Beet Benefits: Squeezing Oxygen for All It’s Worth
Oxygen in the human body has no choice but to answer to the somewhat schoolmarmish Second Law of Thermodynamics, which tells us (with a waggling finger) that in a closed system, energy can be neither created nor destroyed—it can only be moved around or translated into different forms. You expend energy and you have inflexible oxygen molecules to draw on when doing so.
Now, for a moment think of your circulatory system not as plumbing, but as a tangle of wiring, the kind that delivers house current to your appliances. Indeed, the bloodstream’s main purpose is the conveyance of energy throughout the underpriced penthouse apartment that is your body.
Athletes and bio hackers have long since come up with ways to maximize this delivery of oxygen to the barbell-hoisting muscle groups. But until recently it was believed that the fundamental amount of energy that could be drawn from a given unit of oxygen was fixed; inalterable.
That is, huge muscles and the means to rush vast quantities of oxygen to them is one thing—but in the end the amount of energy that could be yanked from the oxygen molecules was the same for the 98lb weakling as for the crazily jacked competitive bodybuilder. Now ... pass the beets, please.
Beet Juice Reduces the Oxygen Cost of Exercise
A 2009 study1 found that a control group of beet juice drinkers were, in effect, able to produce more low-intensity work with less oxygen than the unfortunate control group who received a mere placebo. Summation? Beet-users essentially did the same physical work, and it cost them 19% less oxygen.
The study, entitled Dietary Nitrate Supplementation Reduces the O2 cost of Low-Intensity Exercise and Enhances Tolerance to High-iIntensity Exercise in Humans (whew!), involved brave volunteers drinking 2 cups of beet juice a day over a period of six days, then having their bodies wired for readout as they mounted stationary bikes and pushed themselves to varyingly unpleasant levels of exhaustion.
When the study ramped up the bike riding to higher-intensity levels, time to exhaustion (a scientific metric in this sweat-producing study) rose from 9 minutes 43 seconds to 11 minutes and 15 seconds in the beet juice group. The beet juice actually reduced the O2 cost of exercise.

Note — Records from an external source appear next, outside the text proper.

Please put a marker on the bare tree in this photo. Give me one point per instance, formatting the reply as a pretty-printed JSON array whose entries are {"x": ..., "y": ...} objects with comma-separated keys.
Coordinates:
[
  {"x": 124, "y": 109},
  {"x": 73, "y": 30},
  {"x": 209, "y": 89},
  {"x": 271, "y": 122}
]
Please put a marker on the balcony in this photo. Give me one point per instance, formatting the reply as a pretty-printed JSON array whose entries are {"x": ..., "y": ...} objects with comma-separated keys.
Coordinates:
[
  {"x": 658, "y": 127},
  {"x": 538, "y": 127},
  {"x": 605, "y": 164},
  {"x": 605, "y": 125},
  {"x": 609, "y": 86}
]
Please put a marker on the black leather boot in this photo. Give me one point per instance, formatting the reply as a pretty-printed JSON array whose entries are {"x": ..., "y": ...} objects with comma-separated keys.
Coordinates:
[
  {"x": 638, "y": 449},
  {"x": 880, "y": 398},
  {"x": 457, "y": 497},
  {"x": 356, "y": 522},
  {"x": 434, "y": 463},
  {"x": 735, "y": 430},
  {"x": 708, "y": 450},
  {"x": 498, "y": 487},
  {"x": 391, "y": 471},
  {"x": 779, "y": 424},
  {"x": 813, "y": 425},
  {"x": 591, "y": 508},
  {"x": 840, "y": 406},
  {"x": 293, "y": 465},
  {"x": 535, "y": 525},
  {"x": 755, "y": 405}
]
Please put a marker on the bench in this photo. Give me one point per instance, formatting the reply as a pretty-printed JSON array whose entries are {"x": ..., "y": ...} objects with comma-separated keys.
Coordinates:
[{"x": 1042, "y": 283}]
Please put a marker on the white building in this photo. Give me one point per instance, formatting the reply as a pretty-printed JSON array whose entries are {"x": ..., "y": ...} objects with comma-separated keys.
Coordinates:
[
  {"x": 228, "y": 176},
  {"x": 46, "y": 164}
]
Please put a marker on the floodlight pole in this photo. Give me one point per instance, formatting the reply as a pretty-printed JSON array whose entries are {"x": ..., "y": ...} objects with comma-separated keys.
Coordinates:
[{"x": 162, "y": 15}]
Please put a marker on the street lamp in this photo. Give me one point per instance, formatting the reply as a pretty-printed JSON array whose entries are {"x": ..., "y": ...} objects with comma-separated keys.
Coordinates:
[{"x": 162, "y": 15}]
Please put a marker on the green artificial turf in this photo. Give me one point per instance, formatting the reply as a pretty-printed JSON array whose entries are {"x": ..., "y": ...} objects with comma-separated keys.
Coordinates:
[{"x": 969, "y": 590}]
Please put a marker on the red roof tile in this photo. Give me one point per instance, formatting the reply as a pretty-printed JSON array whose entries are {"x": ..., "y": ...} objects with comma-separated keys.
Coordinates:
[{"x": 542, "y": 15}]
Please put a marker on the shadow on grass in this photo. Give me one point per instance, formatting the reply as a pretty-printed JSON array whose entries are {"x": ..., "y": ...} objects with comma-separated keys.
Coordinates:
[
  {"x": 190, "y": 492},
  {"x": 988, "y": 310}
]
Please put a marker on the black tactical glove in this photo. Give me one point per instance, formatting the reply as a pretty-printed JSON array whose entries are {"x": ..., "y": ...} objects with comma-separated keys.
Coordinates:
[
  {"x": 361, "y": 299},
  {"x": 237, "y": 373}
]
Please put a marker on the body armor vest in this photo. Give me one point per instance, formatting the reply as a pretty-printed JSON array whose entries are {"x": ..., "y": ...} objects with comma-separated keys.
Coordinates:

That isn’t exactly clear. Nitrate-rich beets are known to increase nitric oxide in the body, and nitric oxide is the best friend of your endothelium; the micro-thin lining of the entire vascular system—your arterial wallpaper, so to speak.
The endothelium controls vasoconstriction and vasodilation—the narrowing and relaxing of blood vessels—which makes this wallpaper a major player in the blood pressure game.
This permeable vascular membrane also has a role in repairing diseased organs, and in allowing white blood cells to push their way into and out of the bloodstream as internal conditions require, the endothelium acting as doorman between Club Vascular and the surrounding neighborhoods of organ and tissue.
Nitrate to Nitrite. You Got The Beet.
The process by which a beet’s nitrate is transfigured into nitric oxide is somewhat akin to Mr. Toad’s Wild Ride at Disneyland. Once you eat a ridged disc of beetroot (one of its curiously popular forms at the dinner table), the nitrate NO3 is reduced to nitrite NO2 (and we’re not making this up) by specialized bacteria in your mouth.
When the newly minted nitrites hit your stomach they are turned to nitric oxide; the easy-to-remember NO. From there the nitric oxide heads to the intestine—your one organ you hope never to see in your lifetime—and are absorbed into the bloodstream to work their oxygen-boosting magic, through processes that are still under investigation, and costing the science sector a whole lot of #2 pencils.
So...beets! The beet root is your key to both healthy blood pressure and an oxygen molecule that delivers more than it ought to. While the smocks-and-beaker set work on figuring out the hows and whys, you just keep dancing to the beet. With apologies for the heart-stopping pun.